I’d rather Not go there…

The blogging101 course had the assignment of writing a post prompted by… something… and I never made it to the “blogging101 assignment prompt” as I opened my inbox and found the weekly mail I receive from my former Pastor Howard. He faithfully jots down a thought every week and sends it out to the people who are on the recipient list. This week is was about “Where We’d Rather Not Go…” and in the message it stated “just because something is hard does not mean it’s wrong” and that was definitely my prompt for the day!

In John 21:18 Jesus says to the Apostle Peter “…someone else will dress you and lead you where you do not want to go”. In Mark 1:12 Jesus Himself went into the desert (that’s a hard place!!) as “At once the Spirit sent him out into the desert…” meaning, Jesus didn’t go there to roast marshmallows but went there in obedience – being in His Father’s will!

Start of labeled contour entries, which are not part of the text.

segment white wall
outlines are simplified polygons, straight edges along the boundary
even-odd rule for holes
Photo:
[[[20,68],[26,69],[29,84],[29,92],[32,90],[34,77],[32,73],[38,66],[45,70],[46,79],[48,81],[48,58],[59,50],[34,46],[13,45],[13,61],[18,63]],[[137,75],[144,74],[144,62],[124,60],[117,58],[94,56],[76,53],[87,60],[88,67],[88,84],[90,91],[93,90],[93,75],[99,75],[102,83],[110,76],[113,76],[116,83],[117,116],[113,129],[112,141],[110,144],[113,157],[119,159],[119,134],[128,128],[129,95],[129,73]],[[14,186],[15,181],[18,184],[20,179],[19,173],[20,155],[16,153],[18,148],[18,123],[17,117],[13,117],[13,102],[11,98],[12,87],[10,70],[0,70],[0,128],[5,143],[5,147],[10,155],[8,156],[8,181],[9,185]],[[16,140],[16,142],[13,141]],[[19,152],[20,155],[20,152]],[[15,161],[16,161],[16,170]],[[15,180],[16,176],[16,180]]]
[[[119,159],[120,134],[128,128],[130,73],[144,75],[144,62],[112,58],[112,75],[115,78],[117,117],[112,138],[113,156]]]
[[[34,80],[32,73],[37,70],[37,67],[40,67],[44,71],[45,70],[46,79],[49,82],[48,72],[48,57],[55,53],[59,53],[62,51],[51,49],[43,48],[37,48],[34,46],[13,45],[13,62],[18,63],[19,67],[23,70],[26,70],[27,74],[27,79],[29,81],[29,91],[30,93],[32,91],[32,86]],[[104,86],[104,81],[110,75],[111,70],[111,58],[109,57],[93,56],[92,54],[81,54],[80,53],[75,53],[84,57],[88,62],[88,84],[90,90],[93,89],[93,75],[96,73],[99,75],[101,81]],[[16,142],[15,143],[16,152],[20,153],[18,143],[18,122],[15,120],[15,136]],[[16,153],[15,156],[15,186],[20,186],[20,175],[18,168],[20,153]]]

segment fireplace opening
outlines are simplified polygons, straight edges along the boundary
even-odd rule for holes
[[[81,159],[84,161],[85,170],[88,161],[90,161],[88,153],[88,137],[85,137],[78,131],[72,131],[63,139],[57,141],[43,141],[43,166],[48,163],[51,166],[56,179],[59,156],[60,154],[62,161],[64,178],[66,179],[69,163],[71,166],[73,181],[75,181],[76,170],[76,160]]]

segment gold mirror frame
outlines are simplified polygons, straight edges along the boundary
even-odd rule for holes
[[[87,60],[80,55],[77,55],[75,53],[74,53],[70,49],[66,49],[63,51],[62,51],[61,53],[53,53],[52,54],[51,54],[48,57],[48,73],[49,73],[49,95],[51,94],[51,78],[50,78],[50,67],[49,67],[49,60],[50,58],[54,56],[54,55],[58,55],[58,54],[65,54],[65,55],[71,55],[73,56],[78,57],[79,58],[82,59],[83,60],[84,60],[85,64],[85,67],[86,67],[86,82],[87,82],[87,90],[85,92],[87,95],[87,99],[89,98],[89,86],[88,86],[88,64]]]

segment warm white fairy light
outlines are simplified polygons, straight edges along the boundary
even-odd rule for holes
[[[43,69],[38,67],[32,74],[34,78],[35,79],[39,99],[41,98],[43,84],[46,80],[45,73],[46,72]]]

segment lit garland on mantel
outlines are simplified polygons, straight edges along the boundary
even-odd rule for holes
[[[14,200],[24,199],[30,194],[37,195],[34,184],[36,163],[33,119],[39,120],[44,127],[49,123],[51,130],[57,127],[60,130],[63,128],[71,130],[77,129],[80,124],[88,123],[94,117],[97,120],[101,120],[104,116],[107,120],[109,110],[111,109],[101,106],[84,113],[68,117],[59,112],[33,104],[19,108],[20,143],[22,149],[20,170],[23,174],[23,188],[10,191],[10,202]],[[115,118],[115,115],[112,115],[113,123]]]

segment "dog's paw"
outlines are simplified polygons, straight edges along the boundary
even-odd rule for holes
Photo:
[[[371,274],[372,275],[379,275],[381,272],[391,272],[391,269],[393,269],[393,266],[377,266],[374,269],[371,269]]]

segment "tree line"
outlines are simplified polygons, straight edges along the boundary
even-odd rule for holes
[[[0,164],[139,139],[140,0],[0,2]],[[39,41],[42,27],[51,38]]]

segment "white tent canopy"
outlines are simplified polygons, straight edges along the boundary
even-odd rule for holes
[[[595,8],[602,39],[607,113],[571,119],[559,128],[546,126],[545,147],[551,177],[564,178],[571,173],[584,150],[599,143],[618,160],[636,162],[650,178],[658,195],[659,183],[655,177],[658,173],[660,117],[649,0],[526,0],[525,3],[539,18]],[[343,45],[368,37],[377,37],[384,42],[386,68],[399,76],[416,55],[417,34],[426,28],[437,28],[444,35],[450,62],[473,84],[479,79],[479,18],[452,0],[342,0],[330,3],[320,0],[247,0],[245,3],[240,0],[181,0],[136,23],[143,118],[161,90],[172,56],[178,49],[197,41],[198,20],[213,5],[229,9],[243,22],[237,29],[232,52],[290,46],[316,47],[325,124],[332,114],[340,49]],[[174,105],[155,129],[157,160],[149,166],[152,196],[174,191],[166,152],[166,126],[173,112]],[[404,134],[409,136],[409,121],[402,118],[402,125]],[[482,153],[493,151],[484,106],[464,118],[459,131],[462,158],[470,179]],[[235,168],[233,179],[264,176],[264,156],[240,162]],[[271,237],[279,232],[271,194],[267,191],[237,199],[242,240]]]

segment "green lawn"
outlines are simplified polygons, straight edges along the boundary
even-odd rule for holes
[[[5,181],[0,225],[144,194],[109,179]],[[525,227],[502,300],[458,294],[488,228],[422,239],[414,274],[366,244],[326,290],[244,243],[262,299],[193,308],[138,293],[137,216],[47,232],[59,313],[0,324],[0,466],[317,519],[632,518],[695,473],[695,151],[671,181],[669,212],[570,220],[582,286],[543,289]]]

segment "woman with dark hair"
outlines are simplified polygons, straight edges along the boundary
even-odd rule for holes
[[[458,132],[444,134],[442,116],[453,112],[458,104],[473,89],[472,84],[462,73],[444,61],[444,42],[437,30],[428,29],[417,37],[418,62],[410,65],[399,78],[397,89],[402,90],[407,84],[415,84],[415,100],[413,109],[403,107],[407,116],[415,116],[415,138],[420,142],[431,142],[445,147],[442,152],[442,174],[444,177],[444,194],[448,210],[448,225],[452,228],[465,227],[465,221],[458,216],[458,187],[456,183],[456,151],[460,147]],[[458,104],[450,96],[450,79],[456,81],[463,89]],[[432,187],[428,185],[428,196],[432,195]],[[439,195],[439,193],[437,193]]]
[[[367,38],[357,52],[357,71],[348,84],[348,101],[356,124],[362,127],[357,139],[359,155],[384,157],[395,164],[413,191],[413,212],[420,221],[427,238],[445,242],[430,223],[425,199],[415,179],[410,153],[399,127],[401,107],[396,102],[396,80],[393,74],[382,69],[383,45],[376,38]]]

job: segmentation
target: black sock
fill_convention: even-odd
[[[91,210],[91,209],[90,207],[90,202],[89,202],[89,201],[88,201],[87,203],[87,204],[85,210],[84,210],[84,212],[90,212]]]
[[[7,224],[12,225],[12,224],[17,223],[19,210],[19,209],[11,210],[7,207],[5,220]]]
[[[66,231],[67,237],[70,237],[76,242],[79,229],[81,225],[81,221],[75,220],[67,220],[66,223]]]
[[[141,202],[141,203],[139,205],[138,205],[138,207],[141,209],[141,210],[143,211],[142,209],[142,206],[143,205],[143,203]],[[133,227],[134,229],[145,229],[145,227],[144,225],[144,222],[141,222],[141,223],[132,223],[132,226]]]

Just because something is hard, does not mean it’s wrong! 

I know that when I make the right decision I feel the peace of God which transcends all understanding… Having peace does not equal an easy life. It doesn’t mean that I don’t go into those hard places where I really don’t want to go. What it means is simply (and complicated-ly) this: That I am in the Father’s will!

I have heard many good Godly Christians say things like “I just don’t think she has fully surrendered to the Lord yet, so that’s why He doesn’t provide what she’s asking for” or “Our sin leads to our own discouragement and that leads to stuff like depression and so forth”… Honestly, I’m not trying to point fingers – I can’t say if it’s true or not, but I believe my job is to love and show compassion and leave the whole explanation and judging to the Lord…

Which leads me to my own circumstances with my girl battling anxiety/depression. The past few weeks, apart from being extremely sad and sobbing, I have been beating myself down in the thinking that my sin and the sins of my daughter brought us to these circumstances: anxiety/depression, expensive trips to psychologist and possibly psychiatrist, school education/environment decision making etc. and shame on me: Leaving the Lord out of the equation!

But could it be that I am – we are – in the Father’s will after all?
My peace is that I now have a piece of paper from an accredited psychologist stating what I have known for some time and I’m no longer a target of “hysterical mom syndrom”. Now, I’m of course battling other moms who will immediately equate learning difficulties, autism and ADHD etc with depression, but that’s a different story.
But – Do I have God’s peace?
Yes. I know it’s His doing that we got the psychologist, It’s His doing that the school now recognizes my daughters difficulties.
Do I have God’s peace? Yes, I believe He brought us to this place because I myself has battled anxiety most of my life and it’s the place where the evil one can and will get a foothold inside me. Considering my mom’s addiction to alcohol and oftentimes immense mood swings, I am learning something that helps me get past the questions following her death (and yes, it’s been 13 years now).
Do I have God’s peace? yes, because my husband finally realized that not everything is what it looks like.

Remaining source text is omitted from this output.